Training machine learning models is hard because a neural network does not provide an explanation of why a conclusion was reached. In addition, this also makes it difficult to ensure that the neural network has not been trained on biased data. There are mathematical models from game theory that can help in this area – notably the use of Shapely values that help to show the relative contribution made by different elements. The challenge is that some of the tools available are not robust or well-integrated.
Amazon SageMaker Clarify provides an integrated approach to detect potential bias during data preparation, after training, and in the deployed model by examining attributes specified. SageMaker Clarify also includes feature importance graphs that help to explain model predictions and produces reports that can be used to identify issues with the model that can then be corrected.
Security and Compliance
Stephen Schmidt AWS CISO in his keynote reviewed the AWS security capabilities that customers had found most impactful during 2020. Top of this list was Amazon Guard Duty S3 Protection. This emphasizes the importance organizations place on taking care of their data how the first sign of a cyber-attack is often unusual access to data.
While AWS take great care to secure the service that they deliver organizations still have concerns over how they can prove that their use of the service meets their security objectives and compliance obligations.
This often involves manually collecting and collating evidence from multiple sources to respond to queries from internal and external auditors. To simplify this process AWS announced AWS Audit Manager.
This is a new service that helps to continuously audit AWS usage to assess risk and to demonstrate compliance with regulations and industry standards. It automates the collection of evidence on whether the controls are operating and effective. It includes predefined templates for common compliance needs such as CIS AWS Foundations Benchmark, the General Data Protection Regulation (GDPR), and the Payment Card Industry Data Security Standard (PCI DSS).
It is expected that internal and external auditors will be the main users of this service.
AWS has a unique approach to innovation with a very strong focus on providing what the customer wants. Accepting the need for simplification in the complex world of IT services is very welcome and the announcements show how AWS is achieving this for its platform.
AWS’s alternative vision for the hybrid cloud recognises that the future of the IoT is inescapably linked with the cloud.

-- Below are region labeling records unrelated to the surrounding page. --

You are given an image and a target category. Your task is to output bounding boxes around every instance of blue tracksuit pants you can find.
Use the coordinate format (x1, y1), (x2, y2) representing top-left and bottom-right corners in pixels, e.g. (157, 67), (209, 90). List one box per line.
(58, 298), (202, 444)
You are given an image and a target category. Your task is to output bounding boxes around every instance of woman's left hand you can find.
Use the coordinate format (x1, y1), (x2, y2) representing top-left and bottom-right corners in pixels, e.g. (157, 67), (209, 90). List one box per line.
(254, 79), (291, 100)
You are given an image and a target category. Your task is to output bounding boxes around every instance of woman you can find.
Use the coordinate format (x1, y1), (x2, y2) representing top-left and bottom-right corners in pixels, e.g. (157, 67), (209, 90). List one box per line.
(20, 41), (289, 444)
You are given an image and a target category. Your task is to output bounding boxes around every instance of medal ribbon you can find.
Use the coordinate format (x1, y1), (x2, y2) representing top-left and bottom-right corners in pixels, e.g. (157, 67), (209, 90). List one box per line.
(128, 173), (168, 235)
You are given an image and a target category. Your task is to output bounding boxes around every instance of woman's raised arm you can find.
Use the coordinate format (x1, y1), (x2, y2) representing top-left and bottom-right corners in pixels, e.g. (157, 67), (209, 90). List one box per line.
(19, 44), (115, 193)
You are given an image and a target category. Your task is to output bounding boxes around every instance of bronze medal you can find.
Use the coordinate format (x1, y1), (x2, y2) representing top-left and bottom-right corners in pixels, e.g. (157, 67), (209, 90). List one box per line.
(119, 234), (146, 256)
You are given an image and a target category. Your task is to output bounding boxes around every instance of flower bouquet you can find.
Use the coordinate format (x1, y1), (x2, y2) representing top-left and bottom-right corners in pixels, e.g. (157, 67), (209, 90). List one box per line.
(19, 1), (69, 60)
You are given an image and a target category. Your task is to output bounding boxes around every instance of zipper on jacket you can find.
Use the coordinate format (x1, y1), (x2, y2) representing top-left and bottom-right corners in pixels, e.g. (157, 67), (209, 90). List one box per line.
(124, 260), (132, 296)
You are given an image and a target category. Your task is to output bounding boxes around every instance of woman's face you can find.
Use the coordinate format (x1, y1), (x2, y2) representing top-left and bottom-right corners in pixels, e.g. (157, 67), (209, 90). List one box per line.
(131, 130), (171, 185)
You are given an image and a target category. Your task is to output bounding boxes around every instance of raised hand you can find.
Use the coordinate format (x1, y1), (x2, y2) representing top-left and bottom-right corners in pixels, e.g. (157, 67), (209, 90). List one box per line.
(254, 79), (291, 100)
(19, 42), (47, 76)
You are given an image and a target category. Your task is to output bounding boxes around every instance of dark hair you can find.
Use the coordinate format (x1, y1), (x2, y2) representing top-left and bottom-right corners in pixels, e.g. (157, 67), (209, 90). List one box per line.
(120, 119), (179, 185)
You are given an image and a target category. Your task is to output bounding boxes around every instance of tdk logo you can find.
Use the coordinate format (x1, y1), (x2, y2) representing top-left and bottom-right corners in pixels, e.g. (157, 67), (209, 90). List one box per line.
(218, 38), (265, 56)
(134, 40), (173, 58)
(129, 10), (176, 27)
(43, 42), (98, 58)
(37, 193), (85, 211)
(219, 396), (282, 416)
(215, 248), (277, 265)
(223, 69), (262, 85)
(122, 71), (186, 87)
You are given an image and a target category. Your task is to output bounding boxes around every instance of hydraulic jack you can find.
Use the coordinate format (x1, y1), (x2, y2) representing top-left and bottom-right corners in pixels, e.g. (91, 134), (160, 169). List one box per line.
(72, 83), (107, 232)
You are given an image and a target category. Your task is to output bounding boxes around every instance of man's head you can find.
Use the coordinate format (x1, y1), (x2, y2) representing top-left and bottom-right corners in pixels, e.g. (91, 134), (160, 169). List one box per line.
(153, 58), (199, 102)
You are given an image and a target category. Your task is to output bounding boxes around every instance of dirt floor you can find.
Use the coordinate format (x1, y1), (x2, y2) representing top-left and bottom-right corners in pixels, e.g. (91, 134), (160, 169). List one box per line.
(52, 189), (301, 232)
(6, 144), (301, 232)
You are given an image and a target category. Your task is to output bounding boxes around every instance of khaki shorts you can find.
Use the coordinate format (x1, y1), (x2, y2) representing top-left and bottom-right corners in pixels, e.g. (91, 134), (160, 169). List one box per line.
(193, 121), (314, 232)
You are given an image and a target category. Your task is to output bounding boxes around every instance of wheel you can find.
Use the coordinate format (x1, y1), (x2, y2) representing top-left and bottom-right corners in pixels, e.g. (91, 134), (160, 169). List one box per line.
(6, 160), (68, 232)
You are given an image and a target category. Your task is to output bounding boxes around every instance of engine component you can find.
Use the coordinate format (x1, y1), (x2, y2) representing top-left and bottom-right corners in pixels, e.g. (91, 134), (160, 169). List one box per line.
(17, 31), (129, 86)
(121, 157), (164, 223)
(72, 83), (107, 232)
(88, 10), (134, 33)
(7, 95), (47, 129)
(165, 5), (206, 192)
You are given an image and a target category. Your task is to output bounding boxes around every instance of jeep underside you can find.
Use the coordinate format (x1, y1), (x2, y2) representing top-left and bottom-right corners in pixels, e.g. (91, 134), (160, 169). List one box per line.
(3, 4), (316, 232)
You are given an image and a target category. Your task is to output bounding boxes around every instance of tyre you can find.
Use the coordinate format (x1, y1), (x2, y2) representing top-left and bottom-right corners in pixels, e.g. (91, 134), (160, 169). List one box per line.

The IoT will actually become the clouds of things.
However, while it is right to emphasize this aspect of hybrid IT for the future, today many organizations are struggling today with the problems of securing and managing their mixture of SaaS, IaaS and on-premises services and a solution to this problem is urgently needed.
The release of AWS SageMaker Clarify provides a useful out of the box solution for some of the current challenges of bias and explanation related to machine learning. However, while it provides a robust implementation of the state of the art in this area, it does not provide a revolutionary solution.
AWS Audit Manager will provide welcome capabilities for organizations to reduce the costs of demonstrating the effectiveness of their AWS controls and how these are meeting their compliance obligations. The challenges of doing this for the whole heterogeneous IT stack involved in many business-critical applications remain to be solved.